PM caught calling Italy "this shitty country"

Italy's billionaire prime minister Silvio Berlusconi has been caught insulting Italy as “this shitty country” in a telephone intercept.

His comments, which made headlines in newspapers on Friday, come as he desperately attempts to introduce an austerity package to save Italy's perilous finances and even, ultimately, the euro, the Financial Times reports.

Berlusconi has claimed he was just joking when he made the comments - caught in an intercepted telephone conversation with a former newspaper editor prosecutors believe was involved in an attempted blackmail of Berlusconi for more than half a million euros, the Financial Times reports.

Berlusconi’s already faces three court trials in a damaging sex scandal as he struggles to maintain authority.

On Thursday a man and his wife accused of supply prostitutes to Berlusconi for his private parties were arrested in relation to an alleged prostitution ring.

Berlusconi is accused of attempting to bribe the man, Giampaolo Tarantini, to enter into a plea bargain over a prostitution case to avoid going to trial, the New York Times reports.

Giulio Tremonti, finance minister, presented the latest compromise version of the budget late on Thursday, which is to be debated in parliament next week, FT reports.

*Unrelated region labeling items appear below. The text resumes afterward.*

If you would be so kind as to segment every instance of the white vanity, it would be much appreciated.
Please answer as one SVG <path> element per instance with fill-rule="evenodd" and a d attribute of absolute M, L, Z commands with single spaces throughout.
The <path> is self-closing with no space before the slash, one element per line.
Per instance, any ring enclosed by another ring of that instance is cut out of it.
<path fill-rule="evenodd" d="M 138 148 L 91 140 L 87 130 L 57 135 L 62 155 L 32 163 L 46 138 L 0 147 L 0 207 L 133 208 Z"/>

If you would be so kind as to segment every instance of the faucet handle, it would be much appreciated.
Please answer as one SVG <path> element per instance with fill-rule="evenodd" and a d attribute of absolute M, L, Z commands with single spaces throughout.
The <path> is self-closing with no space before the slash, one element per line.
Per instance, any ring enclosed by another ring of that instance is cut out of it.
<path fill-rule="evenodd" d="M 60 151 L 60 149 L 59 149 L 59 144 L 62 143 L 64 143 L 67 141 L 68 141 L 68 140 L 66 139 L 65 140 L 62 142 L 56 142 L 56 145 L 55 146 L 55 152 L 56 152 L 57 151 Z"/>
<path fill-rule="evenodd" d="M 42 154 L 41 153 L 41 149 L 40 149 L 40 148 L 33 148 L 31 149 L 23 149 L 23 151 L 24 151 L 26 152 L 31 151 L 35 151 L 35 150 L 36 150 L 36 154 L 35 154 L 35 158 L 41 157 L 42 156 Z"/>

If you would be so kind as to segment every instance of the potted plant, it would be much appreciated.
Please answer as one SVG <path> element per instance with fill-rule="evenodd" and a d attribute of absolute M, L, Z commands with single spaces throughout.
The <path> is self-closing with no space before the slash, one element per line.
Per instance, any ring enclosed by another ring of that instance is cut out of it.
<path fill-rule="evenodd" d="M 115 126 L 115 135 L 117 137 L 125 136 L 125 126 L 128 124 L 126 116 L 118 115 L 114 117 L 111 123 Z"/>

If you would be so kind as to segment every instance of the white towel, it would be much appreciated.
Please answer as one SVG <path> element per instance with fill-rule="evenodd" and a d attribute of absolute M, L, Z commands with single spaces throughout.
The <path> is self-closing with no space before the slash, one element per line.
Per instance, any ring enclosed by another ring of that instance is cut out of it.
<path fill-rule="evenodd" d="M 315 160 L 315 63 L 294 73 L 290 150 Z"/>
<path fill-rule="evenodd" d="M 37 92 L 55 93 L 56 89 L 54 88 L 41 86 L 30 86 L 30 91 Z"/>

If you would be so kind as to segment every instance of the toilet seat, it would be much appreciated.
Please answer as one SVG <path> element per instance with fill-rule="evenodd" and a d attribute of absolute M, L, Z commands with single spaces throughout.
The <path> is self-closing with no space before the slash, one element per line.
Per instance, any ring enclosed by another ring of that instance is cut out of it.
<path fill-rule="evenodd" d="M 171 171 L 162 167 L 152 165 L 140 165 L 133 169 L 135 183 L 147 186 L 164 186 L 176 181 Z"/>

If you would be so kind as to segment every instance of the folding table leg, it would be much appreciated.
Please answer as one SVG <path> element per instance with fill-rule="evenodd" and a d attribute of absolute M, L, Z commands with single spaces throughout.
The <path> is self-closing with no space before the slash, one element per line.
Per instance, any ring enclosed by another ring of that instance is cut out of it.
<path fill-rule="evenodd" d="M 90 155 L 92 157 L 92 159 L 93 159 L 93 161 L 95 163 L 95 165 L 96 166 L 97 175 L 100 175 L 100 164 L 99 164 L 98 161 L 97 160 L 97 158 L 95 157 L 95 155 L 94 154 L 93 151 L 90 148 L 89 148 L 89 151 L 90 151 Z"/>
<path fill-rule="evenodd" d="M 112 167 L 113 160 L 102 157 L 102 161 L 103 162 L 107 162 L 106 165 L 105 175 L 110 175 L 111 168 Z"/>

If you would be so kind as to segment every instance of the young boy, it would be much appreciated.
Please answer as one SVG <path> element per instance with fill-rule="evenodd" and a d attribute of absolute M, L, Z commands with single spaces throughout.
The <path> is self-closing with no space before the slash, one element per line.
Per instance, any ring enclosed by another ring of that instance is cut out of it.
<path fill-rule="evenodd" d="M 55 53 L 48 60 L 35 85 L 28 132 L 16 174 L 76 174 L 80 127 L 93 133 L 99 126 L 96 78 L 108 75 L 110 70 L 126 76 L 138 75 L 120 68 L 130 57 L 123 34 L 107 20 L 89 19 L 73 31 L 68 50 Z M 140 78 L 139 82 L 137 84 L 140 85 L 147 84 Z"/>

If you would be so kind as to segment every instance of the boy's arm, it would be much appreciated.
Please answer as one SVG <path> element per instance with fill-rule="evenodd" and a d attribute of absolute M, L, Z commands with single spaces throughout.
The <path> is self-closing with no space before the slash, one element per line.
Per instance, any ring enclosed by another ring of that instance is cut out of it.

The package relies heavily on a renewed crackdown on tax evasion to reach the goal demanded by the European Central Bank of a balanced budget by 2013.

“It is therefore essential that the objectives announced for the improvement of public finances be fully confirmed and implemented,” he said in an interview with Il Sole 24 Ore, Italy’s main business daily.

FT reports:

In Brussels, the European Commission took the unusual step of expressing concern over the budget while its passage was still uncertain. “We are worried to see a heavy reliance on the fight against tax evasion in this new package,” it said. “The effectiveness of these measures is always very hard to assess.”

Italy’s main business lobby attacked the proposed budget as “weak and inadequate”, while the largest trades union federation has pledged widespread disruption through strike action on Tuesday, when the senate is due to debate the measures.

While taking such criticism on board, a senior and independent economist involved in the budget pointed out that the package does impose severe spending cuts on government ministries and local authorities next year. It also drives up personal taxes by slashing exemptions and imposes tax increases on energy companies.

The fundamental issue, the economist said, was whether Mr Berlusconi commanded enough political clout to implement the cuts and the moral authority to squeeze more taxes out of Italians while on trial himself for tax fraud, as well as corruption and paying for an underage prostitute.

Berlusconi has denied all charges and has accused magistrates of being politically driven.

He has denied being the victim of blackmail and says he happily gave the money to Giampaolo Tarantini – a prosthetics businessman convicted for drugs dealing who has admitted to supplying prostitutes for the prime minister’s private parties without Berlusconi being aware of their backgrounds.

Police arrested Tarantini and his wife on Thursday in a Rome apartment which was allegedly paid for by the prime minister, FT reports.

Tarantini denies the blackmail charges.

Denouncing the judiciary’s use of telephone intercepts and their release in court documents, Berlusconi insisted on Thursday night that he had no intention of quitting.

Allegations of blackmail were the “pure fantasy” of magistrates, he told reporters. “I am staying to change this country,” Mr Berlusconi said.

But the Naples prosecutor Francesco Greco called “credible” an account that appeared in last week’s edition of the newsweekly Panorama, which is owned by Berlusconi,  which said Berlusconi had paid Tarantini, about $715,000, as well as monthly payments, to encourage him to strike a plea bargain to keep a prostitution ring case in Bari from going to trial, the New York Times reports.

In that case, Tarantini admitted that he had paid a prostitute and other women to attend parties at Berlusconi’s residences.

A trial would have the potential of uncovering yet more unsavory details of Berlusconi’s dalliances, NYT reports.

He is already on trial in Milan, accused of paying for sex with an under-age Moroccan woman. He denies wrongdoing.

The NYT reports.

Berlusconi told Panorama that he did not deny the payments, but that he had simply wanted to help Mr. Tarantini, “who found himself and still finds himself in very serious economic difficulty.”

“I have nothing to repent,” Mr. Berlusconi told Panorama. “On the contrary. I did nothing illicit. I limited myself to helping a desperate man without asking for anything in exchange.”